Another option for aftermarket Polaris RZR suspension is the Walker Evans shock setup. Even old Walker Evans suspension kits can be sent in to be refurbished. You can have them re-valved and tuned, and you can swap out the old springs with newer crossover springs or something similar. This will make a big difference in terms of ride quality, and you’ll definitely be able to tell on both the takeoffs and landings when jumping.
Regardless of the shocks you run on your Polaris RZR, RZR 4-door, or RZR Turbo, it is always wise to stay on the gas until you know you are off the ground. Your trajectory in the air obviously depends on how the jump is shaped, but it is also affected by your machine’s velocity at takeoff. Make sure to slowly let off the throttle after leaving the face of the jump, and ensure that the face is at least 1.5 times the length of your side-by-side. Further, the rebound has to be slower in the rear to mitigate the kicking effects of the jump. To avoid both nose-diving and flying tail down when you jump, you have to realize that it takes more than just scoping out the jump beforehand and performing fancy footwork before and after you're airborne. If you love to send it, you’ll love sending it even more with a proper Polaris RZR suspension system!
RZR Trail Suspension
When you break enough parts or end up getting hurt, you might not jump your UTV as much -- if at all. But that doesn’t mean you’ll stop ripping your RZR entirely. Like with jumping, a good set of front and rear shocks can make or break a trail ride. UTV Companies like Shock Therapy and others make suspension setups with sway bars that connect the two wheels together in a line. Although this does result in a loss of articulation, if you compare the sway bars on Shock Therapy shocks vs. stock sway bars -- especially on the RZR XPT -- you’ll find that you may not even need them. The shocks themselves should make a big enough difference and have the adjustability to not require a better aftermarket sway bar.
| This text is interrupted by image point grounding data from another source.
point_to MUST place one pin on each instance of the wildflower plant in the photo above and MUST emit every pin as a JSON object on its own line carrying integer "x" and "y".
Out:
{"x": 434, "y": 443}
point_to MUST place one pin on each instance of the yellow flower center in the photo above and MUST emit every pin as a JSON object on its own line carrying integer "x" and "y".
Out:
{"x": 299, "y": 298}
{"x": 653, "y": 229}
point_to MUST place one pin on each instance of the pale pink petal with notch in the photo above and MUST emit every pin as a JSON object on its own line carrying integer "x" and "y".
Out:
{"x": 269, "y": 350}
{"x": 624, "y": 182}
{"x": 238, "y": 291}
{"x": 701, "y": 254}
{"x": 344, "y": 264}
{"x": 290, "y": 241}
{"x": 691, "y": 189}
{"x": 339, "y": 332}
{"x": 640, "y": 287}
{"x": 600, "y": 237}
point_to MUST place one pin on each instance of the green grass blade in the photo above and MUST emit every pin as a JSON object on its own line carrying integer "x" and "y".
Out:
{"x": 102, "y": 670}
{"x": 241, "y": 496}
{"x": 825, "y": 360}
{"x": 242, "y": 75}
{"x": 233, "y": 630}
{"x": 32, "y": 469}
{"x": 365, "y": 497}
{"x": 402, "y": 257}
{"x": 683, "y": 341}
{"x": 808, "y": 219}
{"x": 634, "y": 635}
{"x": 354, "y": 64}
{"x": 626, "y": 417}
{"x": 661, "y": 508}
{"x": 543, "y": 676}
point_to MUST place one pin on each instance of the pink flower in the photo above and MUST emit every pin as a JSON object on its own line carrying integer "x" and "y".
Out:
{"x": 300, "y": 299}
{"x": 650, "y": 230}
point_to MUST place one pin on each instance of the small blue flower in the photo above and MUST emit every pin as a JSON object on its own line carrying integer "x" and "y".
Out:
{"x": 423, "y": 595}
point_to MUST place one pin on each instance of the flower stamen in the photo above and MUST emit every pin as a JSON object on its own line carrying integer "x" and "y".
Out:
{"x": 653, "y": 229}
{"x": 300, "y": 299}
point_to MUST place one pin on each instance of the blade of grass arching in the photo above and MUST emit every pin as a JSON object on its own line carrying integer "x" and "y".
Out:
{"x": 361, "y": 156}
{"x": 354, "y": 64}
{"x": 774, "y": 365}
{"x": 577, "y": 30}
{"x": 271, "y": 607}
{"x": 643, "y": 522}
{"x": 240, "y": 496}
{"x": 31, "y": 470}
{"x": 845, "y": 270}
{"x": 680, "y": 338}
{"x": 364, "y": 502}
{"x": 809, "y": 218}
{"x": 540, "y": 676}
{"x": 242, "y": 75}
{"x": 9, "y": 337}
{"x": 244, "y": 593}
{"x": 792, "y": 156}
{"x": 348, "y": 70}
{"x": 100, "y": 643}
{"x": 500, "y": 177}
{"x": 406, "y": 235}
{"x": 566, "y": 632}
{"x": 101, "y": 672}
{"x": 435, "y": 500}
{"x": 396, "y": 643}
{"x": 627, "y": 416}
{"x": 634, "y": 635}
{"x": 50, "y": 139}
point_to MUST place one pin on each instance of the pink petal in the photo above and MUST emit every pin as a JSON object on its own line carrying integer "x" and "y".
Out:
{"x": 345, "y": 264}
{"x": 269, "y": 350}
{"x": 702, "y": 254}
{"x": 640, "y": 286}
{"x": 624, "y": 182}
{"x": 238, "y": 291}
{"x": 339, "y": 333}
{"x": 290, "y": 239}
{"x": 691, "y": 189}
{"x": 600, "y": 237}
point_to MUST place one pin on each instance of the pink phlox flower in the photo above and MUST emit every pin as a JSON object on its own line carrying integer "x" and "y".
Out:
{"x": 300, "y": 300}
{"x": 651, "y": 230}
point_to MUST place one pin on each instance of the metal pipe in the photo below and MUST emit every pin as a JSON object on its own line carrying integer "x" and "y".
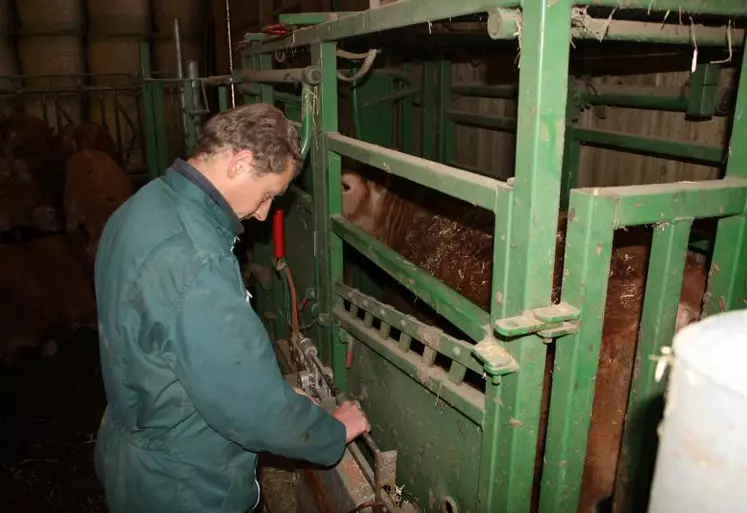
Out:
{"x": 310, "y": 75}
{"x": 701, "y": 464}
{"x": 194, "y": 73}
{"x": 230, "y": 50}
{"x": 307, "y": 116}
{"x": 180, "y": 75}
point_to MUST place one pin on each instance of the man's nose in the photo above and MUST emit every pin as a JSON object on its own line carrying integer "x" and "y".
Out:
{"x": 262, "y": 213}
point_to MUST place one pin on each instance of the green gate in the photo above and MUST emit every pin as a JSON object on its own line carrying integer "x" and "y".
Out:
{"x": 463, "y": 447}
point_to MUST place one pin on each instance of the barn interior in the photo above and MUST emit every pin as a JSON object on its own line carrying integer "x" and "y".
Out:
{"x": 504, "y": 367}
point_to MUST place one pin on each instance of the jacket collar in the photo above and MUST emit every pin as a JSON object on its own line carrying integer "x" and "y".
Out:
{"x": 192, "y": 185}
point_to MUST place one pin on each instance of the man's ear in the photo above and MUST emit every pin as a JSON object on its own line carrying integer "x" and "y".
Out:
{"x": 240, "y": 163}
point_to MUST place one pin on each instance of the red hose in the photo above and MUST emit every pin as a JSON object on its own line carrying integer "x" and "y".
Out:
{"x": 278, "y": 234}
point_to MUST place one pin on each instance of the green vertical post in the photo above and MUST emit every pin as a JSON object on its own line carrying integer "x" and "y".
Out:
{"x": 531, "y": 251}
{"x": 645, "y": 406}
{"x": 726, "y": 286}
{"x": 429, "y": 108}
{"x": 189, "y": 118}
{"x": 445, "y": 134}
{"x": 587, "y": 255}
{"x": 406, "y": 122}
{"x": 151, "y": 145}
{"x": 327, "y": 202}
{"x": 162, "y": 138}
{"x": 571, "y": 161}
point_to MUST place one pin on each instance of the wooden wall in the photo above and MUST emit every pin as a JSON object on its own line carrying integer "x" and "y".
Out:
{"x": 493, "y": 152}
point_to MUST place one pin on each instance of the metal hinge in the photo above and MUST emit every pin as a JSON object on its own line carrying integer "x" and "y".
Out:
{"x": 548, "y": 322}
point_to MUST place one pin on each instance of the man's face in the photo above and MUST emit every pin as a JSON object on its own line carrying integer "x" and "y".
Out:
{"x": 255, "y": 190}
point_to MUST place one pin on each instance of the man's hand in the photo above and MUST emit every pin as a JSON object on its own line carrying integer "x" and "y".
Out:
{"x": 301, "y": 392}
{"x": 355, "y": 422}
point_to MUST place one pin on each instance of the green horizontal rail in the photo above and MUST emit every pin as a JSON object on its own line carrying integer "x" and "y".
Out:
{"x": 629, "y": 100}
{"x": 303, "y": 198}
{"x": 312, "y": 18}
{"x": 458, "y": 310}
{"x": 647, "y": 145}
{"x": 477, "y": 190}
{"x": 287, "y": 97}
{"x": 455, "y": 349}
{"x": 506, "y": 23}
{"x": 401, "y": 14}
{"x": 715, "y": 7}
{"x": 647, "y": 204}
{"x": 675, "y": 150}
{"x": 462, "y": 397}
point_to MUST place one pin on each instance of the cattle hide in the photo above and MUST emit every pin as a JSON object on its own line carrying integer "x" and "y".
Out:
{"x": 453, "y": 241}
{"x": 48, "y": 289}
{"x": 95, "y": 187}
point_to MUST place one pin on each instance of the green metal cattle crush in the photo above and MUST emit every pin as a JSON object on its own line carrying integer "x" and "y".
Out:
{"x": 462, "y": 448}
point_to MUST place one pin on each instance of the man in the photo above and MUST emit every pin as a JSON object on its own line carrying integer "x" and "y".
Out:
{"x": 194, "y": 390}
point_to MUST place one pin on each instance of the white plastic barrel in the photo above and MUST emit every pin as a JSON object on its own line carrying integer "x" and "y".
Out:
{"x": 701, "y": 463}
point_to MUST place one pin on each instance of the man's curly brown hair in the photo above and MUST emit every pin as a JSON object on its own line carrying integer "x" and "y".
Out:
{"x": 258, "y": 127}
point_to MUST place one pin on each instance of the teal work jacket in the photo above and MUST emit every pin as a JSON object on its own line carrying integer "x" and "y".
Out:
{"x": 193, "y": 387}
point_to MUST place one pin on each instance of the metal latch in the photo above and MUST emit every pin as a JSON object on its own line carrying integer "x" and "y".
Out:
{"x": 548, "y": 322}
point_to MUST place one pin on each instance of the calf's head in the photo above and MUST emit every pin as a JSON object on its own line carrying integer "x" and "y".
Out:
{"x": 363, "y": 199}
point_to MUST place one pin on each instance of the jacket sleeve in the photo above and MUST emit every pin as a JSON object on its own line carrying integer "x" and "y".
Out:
{"x": 226, "y": 363}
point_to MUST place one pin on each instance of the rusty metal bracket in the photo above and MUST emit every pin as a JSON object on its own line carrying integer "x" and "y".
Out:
{"x": 548, "y": 322}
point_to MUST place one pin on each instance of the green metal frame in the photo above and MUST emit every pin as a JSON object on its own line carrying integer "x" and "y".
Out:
{"x": 478, "y": 446}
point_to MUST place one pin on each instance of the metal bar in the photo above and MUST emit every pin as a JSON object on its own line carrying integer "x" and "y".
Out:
{"x": 500, "y": 124}
{"x": 715, "y": 7}
{"x": 674, "y": 150}
{"x": 429, "y": 111}
{"x": 287, "y": 97}
{"x": 506, "y": 23}
{"x": 729, "y": 266}
{"x": 406, "y": 116}
{"x": 189, "y": 119}
{"x": 222, "y": 99}
{"x": 455, "y": 349}
{"x": 326, "y": 179}
{"x": 445, "y": 133}
{"x": 401, "y": 14}
{"x": 648, "y": 204}
{"x": 230, "y": 51}
{"x": 151, "y": 133}
{"x": 587, "y": 256}
{"x": 637, "y": 457}
{"x": 312, "y": 18}
{"x": 310, "y": 75}
{"x": 461, "y": 312}
{"x": 530, "y": 252}
{"x": 462, "y": 397}
{"x": 162, "y": 137}
{"x": 478, "y": 190}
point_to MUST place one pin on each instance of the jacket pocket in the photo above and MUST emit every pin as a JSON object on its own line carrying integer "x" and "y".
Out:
{"x": 243, "y": 490}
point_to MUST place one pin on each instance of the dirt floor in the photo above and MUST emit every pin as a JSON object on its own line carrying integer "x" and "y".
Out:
{"x": 50, "y": 409}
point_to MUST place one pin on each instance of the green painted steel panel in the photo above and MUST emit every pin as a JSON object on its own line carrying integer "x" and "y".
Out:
{"x": 543, "y": 75}
{"x": 587, "y": 256}
{"x": 478, "y": 190}
{"x": 411, "y": 419}
{"x": 640, "y": 439}
{"x": 400, "y": 14}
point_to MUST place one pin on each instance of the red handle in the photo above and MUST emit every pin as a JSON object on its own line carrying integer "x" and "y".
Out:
{"x": 278, "y": 234}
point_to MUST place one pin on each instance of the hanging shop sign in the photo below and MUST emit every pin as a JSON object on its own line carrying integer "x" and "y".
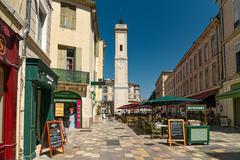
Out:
{"x": 59, "y": 109}
{"x": 196, "y": 107}
{"x": 52, "y": 137}
{"x": 2, "y": 45}
{"x": 176, "y": 131}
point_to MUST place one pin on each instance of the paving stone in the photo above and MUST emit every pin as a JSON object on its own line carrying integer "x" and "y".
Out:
{"x": 128, "y": 145}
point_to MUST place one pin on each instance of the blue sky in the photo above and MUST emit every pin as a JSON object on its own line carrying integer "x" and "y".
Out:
{"x": 160, "y": 33}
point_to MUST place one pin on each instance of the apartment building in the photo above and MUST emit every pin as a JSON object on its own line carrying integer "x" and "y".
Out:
{"x": 198, "y": 74}
{"x": 77, "y": 58}
{"x": 11, "y": 25}
{"x": 30, "y": 22}
{"x": 160, "y": 84}
{"x": 229, "y": 97}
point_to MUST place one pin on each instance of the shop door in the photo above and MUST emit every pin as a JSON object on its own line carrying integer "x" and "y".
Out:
{"x": 70, "y": 116}
{"x": 237, "y": 112}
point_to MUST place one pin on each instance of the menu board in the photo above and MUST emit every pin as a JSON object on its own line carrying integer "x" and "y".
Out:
{"x": 52, "y": 137}
{"x": 59, "y": 109}
{"x": 55, "y": 135}
{"x": 64, "y": 132}
{"x": 176, "y": 131}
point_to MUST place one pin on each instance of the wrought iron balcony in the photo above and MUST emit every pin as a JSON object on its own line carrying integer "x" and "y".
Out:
{"x": 72, "y": 76}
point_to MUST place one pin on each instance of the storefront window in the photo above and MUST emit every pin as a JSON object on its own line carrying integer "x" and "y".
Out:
{"x": 1, "y": 102}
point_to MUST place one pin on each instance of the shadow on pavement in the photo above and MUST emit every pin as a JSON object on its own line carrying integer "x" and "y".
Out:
{"x": 225, "y": 129}
{"x": 225, "y": 156}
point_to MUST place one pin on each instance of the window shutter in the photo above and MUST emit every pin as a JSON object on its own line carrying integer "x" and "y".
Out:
{"x": 62, "y": 58}
{"x": 236, "y": 10}
{"x": 238, "y": 57}
{"x": 78, "y": 62}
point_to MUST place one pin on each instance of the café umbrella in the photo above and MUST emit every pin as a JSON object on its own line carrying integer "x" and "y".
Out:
{"x": 169, "y": 100}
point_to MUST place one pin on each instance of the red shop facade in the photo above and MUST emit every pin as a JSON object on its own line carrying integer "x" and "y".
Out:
{"x": 9, "y": 65}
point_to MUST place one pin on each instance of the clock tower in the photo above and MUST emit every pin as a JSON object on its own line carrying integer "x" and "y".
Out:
{"x": 121, "y": 66}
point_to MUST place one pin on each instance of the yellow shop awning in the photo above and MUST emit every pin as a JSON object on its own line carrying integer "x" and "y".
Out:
{"x": 234, "y": 93}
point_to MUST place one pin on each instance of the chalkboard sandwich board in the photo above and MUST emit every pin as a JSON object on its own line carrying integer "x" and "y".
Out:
{"x": 176, "y": 131}
{"x": 52, "y": 137}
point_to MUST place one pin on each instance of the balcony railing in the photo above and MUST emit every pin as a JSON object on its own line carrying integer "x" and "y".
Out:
{"x": 72, "y": 76}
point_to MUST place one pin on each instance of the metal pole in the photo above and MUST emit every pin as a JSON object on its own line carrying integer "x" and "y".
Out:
{"x": 22, "y": 80}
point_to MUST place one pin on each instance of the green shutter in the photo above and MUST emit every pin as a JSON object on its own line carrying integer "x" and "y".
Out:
{"x": 62, "y": 58}
{"x": 78, "y": 61}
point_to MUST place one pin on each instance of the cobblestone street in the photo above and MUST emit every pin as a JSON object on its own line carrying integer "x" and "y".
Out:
{"x": 112, "y": 140}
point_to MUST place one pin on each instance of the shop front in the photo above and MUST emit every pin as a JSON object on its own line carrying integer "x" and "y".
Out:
{"x": 40, "y": 83}
{"x": 68, "y": 107}
{"x": 9, "y": 64}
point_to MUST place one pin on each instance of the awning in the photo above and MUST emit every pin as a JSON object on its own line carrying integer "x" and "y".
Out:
{"x": 204, "y": 95}
{"x": 234, "y": 93}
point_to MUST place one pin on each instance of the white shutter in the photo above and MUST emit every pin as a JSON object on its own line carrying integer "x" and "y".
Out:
{"x": 62, "y": 58}
{"x": 236, "y": 10}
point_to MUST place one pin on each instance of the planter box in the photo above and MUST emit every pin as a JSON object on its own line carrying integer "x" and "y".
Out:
{"x": 98, "y": 119}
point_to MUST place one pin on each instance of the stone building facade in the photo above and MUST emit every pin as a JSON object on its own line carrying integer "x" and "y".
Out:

In many cases, the Polaris RZR will get more body roll with a true dual rate suspension setup installed, and that's where the Shock Therapy sway bars come into the picture. But it all just depends on how you set your rig's suspension system up. You can re-valve and re-spring your suspension for racing, adjust the ride height lower for less body roll, or re-valve your RZR suspension for dunes and sand riding.
Whether you’re looking at RZR suspension upgrades for off-road short course riding, or trying to find RZR suspension kits optimized for sand dunes and jumping, a new suspension setup will no doubt bring countless benefits to you and your machine when riding -- no matter what terrain you face!